Providing the supplement to the clinically extremely vulnerable in care homes is a small step in the right direction. However, it is a drop in the ocean compared with the action the Government should be taking overall. There needs to be a wider scheme providing supplements to all at-risk populations, including the elderly, the obese, minority ethnic groups, diabetics and people with high blood pressure. That would be a tiny cost compared with other health initiatives. A year’s supply of a daily dose is likely to cost about £15 a person, so allocating it to the identified risk groups would amount to £45 million. Allocating it to those groups plus every ethnic minority citizen would cost about £200 million, and to every clinically obese person and at-risk people in other categories would cost a little more. However, those figures could be halved if the risk is more severe during the winter months and we just gave the dose then. The benefits would be enormous. That cost is a mere rounding error when we measure it against the cost of not defeating the pandemic or the cost of a lockdown.

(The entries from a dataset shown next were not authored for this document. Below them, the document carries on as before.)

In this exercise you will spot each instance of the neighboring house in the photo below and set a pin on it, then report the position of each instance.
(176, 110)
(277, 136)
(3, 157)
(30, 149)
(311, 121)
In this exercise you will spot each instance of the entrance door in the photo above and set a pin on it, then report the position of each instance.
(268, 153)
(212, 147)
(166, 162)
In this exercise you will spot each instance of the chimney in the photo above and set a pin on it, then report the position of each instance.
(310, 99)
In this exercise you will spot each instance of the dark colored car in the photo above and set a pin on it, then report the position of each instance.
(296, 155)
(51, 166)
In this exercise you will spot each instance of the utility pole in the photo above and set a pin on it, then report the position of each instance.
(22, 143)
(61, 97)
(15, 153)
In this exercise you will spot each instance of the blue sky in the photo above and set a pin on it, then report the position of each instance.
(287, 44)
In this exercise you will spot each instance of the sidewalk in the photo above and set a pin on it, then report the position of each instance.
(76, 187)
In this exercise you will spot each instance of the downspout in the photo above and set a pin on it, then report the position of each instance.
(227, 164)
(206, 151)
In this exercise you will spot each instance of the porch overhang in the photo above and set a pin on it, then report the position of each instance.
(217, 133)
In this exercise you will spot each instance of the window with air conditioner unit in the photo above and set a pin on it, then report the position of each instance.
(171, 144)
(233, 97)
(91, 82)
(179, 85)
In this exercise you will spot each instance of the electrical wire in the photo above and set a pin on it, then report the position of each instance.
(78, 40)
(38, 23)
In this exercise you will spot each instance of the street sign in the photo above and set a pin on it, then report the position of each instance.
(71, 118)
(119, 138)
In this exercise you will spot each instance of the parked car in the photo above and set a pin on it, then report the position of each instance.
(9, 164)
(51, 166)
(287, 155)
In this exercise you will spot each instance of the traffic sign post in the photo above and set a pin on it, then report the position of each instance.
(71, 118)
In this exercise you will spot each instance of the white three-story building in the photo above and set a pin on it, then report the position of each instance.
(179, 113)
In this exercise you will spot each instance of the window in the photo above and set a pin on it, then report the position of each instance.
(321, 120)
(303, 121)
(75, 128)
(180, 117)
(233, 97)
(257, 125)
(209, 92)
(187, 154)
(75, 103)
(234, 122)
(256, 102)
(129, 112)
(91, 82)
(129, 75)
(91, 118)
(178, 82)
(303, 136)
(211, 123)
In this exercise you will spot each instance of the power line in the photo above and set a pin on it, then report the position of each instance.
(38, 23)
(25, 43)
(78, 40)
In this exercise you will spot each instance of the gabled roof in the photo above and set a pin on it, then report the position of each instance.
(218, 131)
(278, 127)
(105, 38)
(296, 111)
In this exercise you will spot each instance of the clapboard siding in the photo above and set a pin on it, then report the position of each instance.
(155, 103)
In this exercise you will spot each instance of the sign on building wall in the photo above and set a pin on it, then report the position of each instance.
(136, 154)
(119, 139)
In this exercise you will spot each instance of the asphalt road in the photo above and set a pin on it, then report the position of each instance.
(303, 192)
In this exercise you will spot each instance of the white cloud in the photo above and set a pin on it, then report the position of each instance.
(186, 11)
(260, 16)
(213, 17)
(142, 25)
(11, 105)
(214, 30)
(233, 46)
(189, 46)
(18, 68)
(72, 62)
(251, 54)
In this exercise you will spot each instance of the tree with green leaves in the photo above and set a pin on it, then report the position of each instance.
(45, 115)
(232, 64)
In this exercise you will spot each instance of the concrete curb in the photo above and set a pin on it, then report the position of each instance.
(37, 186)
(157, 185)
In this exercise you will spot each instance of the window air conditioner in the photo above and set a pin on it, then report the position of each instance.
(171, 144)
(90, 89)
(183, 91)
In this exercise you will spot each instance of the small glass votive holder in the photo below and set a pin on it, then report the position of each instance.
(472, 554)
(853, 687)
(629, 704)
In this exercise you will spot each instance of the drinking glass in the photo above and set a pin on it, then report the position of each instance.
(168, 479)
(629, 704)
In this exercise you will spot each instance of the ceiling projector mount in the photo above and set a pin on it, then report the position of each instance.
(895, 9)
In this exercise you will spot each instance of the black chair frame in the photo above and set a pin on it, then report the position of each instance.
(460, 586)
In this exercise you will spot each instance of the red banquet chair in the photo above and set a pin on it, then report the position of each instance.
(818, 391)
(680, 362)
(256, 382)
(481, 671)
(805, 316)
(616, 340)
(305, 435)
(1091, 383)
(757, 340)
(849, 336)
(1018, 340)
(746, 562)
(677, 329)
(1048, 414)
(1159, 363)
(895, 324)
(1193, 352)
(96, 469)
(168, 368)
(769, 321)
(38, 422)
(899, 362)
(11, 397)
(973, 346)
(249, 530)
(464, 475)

It is by no means a coincidence that the United Kingdom has one of the worst mortality rates in the world. After all, we have one of the worst rates of vitamin D deficiency in the world—about 40% of the population—and with that, very high levels of people with compromised immune systems. However, Public Health England continues to refuse to acknowledge the growing evidence linking vitamin D deficiency and poorer covid-19 outcomes, and for this, we are now paying the price.

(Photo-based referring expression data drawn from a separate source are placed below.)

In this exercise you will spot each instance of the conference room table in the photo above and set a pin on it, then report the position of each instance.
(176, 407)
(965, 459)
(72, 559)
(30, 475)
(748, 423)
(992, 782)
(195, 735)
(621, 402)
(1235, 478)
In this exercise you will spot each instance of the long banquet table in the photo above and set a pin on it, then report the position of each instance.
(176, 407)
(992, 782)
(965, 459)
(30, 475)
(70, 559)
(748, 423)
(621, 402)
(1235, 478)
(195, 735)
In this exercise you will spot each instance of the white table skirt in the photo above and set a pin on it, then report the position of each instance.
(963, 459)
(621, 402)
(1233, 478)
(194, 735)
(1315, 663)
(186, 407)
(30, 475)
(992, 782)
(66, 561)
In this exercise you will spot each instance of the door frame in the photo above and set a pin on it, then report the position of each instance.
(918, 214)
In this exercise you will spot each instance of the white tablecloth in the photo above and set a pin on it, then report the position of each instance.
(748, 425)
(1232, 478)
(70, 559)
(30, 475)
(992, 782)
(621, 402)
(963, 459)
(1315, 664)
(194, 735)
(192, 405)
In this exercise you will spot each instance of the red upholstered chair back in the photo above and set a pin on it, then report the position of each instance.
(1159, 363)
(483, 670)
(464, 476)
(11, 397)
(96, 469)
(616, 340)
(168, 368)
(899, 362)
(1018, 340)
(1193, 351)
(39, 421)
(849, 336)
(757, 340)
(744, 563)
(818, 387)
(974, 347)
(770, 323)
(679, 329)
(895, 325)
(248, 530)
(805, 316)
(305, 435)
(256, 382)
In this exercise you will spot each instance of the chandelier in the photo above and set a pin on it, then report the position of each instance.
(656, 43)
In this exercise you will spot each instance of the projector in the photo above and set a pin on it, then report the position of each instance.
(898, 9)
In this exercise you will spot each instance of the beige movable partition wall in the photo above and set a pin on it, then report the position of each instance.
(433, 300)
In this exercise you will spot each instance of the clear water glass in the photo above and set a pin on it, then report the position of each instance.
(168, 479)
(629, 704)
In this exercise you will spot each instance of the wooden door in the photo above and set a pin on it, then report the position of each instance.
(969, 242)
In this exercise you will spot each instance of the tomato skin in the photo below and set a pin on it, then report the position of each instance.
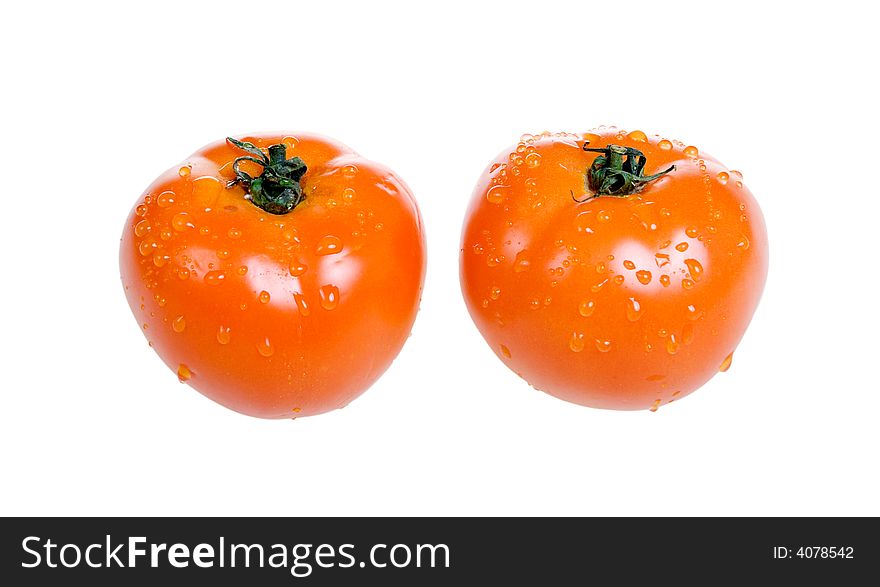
(612, 302)
(276, 316)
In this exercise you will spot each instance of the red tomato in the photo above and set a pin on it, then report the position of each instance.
(278, 287)
(603, 285)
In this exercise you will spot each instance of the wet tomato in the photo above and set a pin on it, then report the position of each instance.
(612, 269)
(277, 275)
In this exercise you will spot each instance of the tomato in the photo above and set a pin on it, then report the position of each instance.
(278, 287)
(612, 269)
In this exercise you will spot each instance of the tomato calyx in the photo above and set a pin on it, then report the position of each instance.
(277, 189)
(618, 171)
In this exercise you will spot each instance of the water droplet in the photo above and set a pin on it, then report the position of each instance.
(165, 199)
(638, 136)
(329, 245)
(160, 259)
(181, 221)
(633, 309)
(603, 345)
(329, 295)
(146, 247)
(576, 342)
(215, 277)
(495, 195)
(178, 324)
(694, 313)
(183, 373)
(586, 308)
(264, 347)
(224, 334)
(141, 228)
(695, 268)
(301, 304)
(297, 268)
(520, 264)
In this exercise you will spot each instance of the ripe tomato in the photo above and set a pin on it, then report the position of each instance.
(603, 285)
(277, 287)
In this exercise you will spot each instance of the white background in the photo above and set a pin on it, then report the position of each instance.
(100, 99)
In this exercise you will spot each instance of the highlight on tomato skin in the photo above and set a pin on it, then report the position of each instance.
(612, 269)
(277, 274)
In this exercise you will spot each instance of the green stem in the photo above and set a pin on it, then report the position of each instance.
(618, 171)
(277, 189)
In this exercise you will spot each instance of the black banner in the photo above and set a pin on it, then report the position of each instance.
(435, 551)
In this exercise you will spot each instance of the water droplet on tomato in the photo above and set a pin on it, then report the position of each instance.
(224, 334)
(329, 295)
(178, 324)
(301, 304)
(183, 373)
(216, 277)
(633, 309)
(329, 245)
(586, 308)
(264, 347)
(520, 264)
(695, 268)
(142, 228)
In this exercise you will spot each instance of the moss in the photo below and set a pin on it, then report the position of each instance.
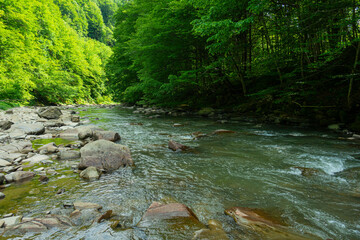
(58, 141)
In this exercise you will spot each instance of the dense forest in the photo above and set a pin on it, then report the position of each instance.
(300, 57)
(254, 54)
(55, 51)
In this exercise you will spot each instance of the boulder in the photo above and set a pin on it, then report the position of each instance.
(50, 113)
(222, 131)
(4, 163)
(214, 232)
(5, 125)
(91, 173)
(49, 148)
(105, 155)
(159, 211)
(29, 129)
(11, 221)
(70, 134)
(206, 112)
(265, 226)
(36, 159)
(87, 131)
(69, 154)
(19, 176)
(85, 216)
(106, 135)
(86, 205)
(177, 146)
(2, 178)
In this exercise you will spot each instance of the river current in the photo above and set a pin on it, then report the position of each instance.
(293, 174)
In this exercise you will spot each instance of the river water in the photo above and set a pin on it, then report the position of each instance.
(259, 166)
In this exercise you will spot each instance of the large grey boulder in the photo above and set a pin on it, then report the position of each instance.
(19, 176)
(105, 155)
(91, 173)
(106, 135)
(69, 154)
(50, 113)
(29, 129)
(5, 125)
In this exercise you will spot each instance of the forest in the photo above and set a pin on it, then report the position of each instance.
(299, 56)
(55, 51)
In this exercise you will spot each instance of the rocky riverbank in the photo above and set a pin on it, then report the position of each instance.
(35, 140)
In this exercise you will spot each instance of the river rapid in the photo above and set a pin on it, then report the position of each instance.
(293, 174)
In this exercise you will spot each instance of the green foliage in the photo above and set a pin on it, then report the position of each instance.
(218, 52)
(45, 54)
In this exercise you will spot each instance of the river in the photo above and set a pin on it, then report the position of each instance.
(260, 166)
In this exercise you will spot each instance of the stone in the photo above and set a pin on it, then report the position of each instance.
(4, 163)
(19, 176)
(264, 225)
(84, 217)
(87, 131)
(214, 232)
(2, 178)
(75, 118)
(29, 129)
(91, 173)
(206, 111)
(43, 178)
(105, 155)
(159, 211)
(222, 131)
(5, 125)
(69, 154)
(107, 135)
(86, 205)
(50, 113)
(70, 134)
(11, 221)
(38, 158)
(106, 216)
(49, 148)
(177, 146)
(17, 134)
(10, 157)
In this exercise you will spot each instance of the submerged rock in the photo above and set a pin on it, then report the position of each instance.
(214, 232)
(29, 129)
(258, 223)
(105, 155)
(86, 205)
(49, 148)
(5, 125)
(222, 131)
(91, 173)
(107, 135)
(69, 154)
(50, 113)
(19, 176)
(177, 146)
(159, 211)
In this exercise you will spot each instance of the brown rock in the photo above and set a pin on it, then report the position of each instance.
(86, 205)
(177, 146)
(160, 211)
(223, 131)
(105, 155)
(107, 135)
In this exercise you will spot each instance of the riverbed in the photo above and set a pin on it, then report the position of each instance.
(293, 174)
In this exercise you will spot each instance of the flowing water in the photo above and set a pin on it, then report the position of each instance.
(259, 166)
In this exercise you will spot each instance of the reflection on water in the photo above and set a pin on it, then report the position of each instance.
(257, 167)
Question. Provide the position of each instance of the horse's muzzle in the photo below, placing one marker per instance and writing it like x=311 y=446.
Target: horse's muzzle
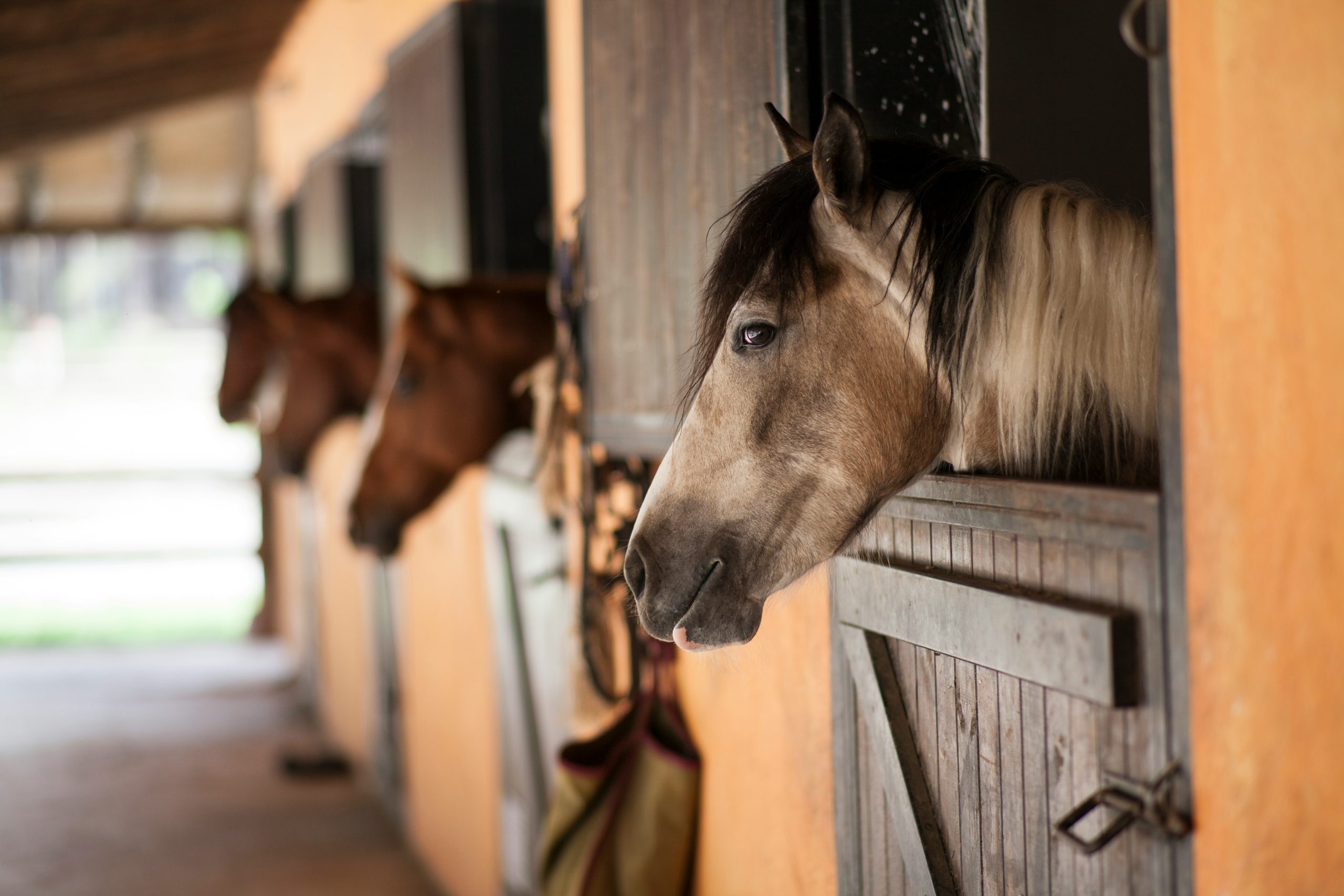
x=697 y=604
x=381 y=532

Vitamin D could be one of the tools that helps turn the tide in the fight against this terrible virus. Vaccines, of course, are now being rolled out, but it will still take some time to reach levels sufficient that lockdowns are no longer needed. The Government are doing a great job on vaccines, but there are limits to what they can do, and unlike the general effect of vitamin D sufficiency on the immune system, vaccines are very specific. If a person has a specific mutation, the vaccine can be rendered obsolete; that is not true of vitamin D. In the meantime, vitamin D supplements could be provided to all at-risk groups more quickly, and at a lower cost.
As I said at the beginning of my speech, the UK has now had nearly 85,000 covid deaths. It is long past the point where we try anything with even a marginal chance of success to prevent those deaths rising even higher. Well, vitamin D has much more than a marginal chance of success: we now have good reason to believe that vitamin D supplementation will help reduce mortality from covid-19 and cut susceptibility to infection. It will save lives, improve population immunity, and help reduce the medical and economic impact as we continue the universal roll-out of vaccines.

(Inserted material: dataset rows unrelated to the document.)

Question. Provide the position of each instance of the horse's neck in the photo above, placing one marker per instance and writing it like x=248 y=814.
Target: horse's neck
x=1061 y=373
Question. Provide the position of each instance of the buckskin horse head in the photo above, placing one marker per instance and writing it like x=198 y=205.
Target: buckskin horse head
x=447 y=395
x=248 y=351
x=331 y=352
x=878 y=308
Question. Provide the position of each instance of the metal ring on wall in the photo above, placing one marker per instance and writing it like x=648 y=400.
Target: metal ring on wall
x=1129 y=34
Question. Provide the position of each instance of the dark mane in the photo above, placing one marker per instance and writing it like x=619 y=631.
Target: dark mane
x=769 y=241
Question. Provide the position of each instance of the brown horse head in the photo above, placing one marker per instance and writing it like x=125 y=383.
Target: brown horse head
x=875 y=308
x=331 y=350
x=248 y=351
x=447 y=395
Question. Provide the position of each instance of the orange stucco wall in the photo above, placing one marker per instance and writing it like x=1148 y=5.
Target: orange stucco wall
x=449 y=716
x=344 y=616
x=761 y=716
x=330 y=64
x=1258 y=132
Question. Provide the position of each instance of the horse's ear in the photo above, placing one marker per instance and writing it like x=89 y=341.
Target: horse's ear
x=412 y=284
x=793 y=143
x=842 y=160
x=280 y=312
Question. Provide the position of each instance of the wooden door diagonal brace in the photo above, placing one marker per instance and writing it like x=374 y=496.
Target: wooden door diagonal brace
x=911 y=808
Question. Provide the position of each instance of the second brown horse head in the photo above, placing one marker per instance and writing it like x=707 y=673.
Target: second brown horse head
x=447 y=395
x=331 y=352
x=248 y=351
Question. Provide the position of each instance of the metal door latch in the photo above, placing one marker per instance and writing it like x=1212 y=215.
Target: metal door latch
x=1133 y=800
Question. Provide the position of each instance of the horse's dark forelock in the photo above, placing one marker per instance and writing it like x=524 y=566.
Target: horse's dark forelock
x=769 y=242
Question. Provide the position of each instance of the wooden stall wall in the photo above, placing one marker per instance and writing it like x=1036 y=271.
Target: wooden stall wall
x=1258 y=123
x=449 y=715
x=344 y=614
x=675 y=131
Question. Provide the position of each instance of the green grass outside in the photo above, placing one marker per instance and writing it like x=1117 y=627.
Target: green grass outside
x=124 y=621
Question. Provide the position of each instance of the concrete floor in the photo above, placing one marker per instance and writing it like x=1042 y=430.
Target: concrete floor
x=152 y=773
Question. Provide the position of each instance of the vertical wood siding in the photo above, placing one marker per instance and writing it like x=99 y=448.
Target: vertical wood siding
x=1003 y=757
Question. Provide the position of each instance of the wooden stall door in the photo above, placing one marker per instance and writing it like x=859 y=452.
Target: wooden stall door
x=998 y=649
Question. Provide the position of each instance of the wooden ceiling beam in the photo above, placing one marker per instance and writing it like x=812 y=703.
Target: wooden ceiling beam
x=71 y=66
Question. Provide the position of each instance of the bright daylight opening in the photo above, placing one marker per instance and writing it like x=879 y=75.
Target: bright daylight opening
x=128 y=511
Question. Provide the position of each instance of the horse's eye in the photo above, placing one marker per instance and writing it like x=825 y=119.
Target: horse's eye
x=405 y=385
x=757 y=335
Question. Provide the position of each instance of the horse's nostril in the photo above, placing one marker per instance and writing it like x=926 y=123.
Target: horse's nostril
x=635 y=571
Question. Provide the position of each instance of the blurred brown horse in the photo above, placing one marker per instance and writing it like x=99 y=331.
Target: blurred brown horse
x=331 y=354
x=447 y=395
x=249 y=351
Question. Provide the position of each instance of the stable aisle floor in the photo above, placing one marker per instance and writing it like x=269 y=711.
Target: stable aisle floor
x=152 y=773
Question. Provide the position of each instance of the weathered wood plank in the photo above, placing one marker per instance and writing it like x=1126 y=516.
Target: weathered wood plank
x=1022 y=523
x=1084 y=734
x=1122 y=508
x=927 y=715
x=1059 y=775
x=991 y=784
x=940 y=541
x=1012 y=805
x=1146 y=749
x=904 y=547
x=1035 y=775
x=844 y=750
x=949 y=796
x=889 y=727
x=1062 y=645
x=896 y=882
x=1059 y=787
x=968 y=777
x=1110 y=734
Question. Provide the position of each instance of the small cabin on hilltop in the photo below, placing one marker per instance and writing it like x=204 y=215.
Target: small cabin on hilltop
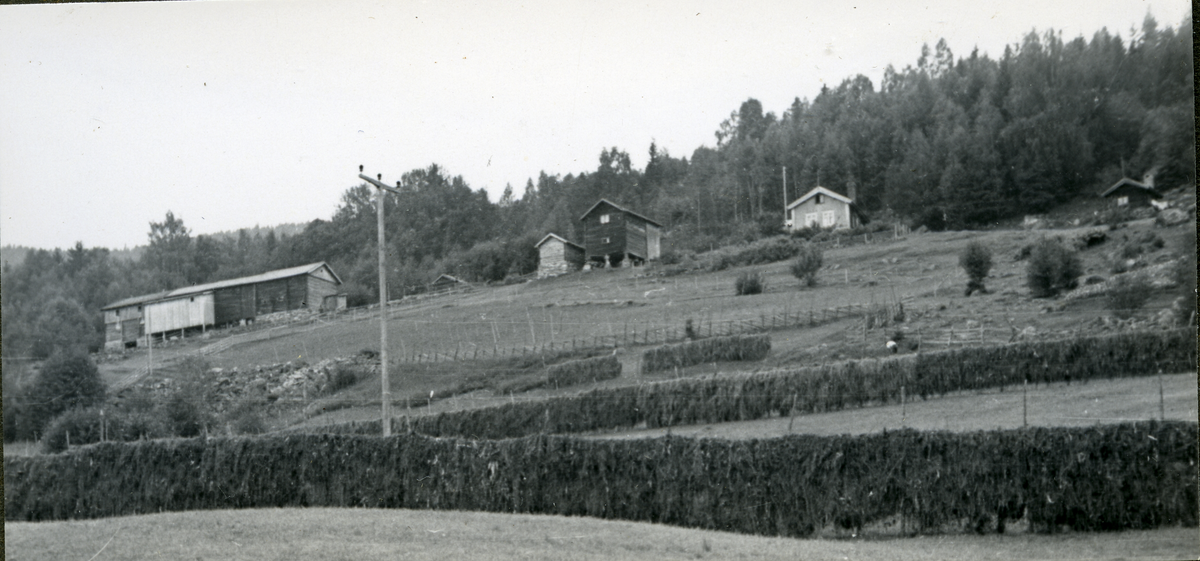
x=615 y=236
x=445 y=283
x=822 y=207
x=1131 y=193
x=307 y=287
x=557 y=255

There is now no reason not to act. After all, in the Secretary of State’s own words, supplementation has “no downsides”—he was right. The surgeon general whom I quoted earlier said that we should not let covid-19 patients die with vitamin D deficiency while we “wait for perfect evidence”. Vitamin D is cheap; it is safe; it has many other proven health benefits; and, as the Government of Andalucía have shown, it could be a dramatically effective weapon in our fight against covid. There is no more time to waste. The time to act is now, Minister.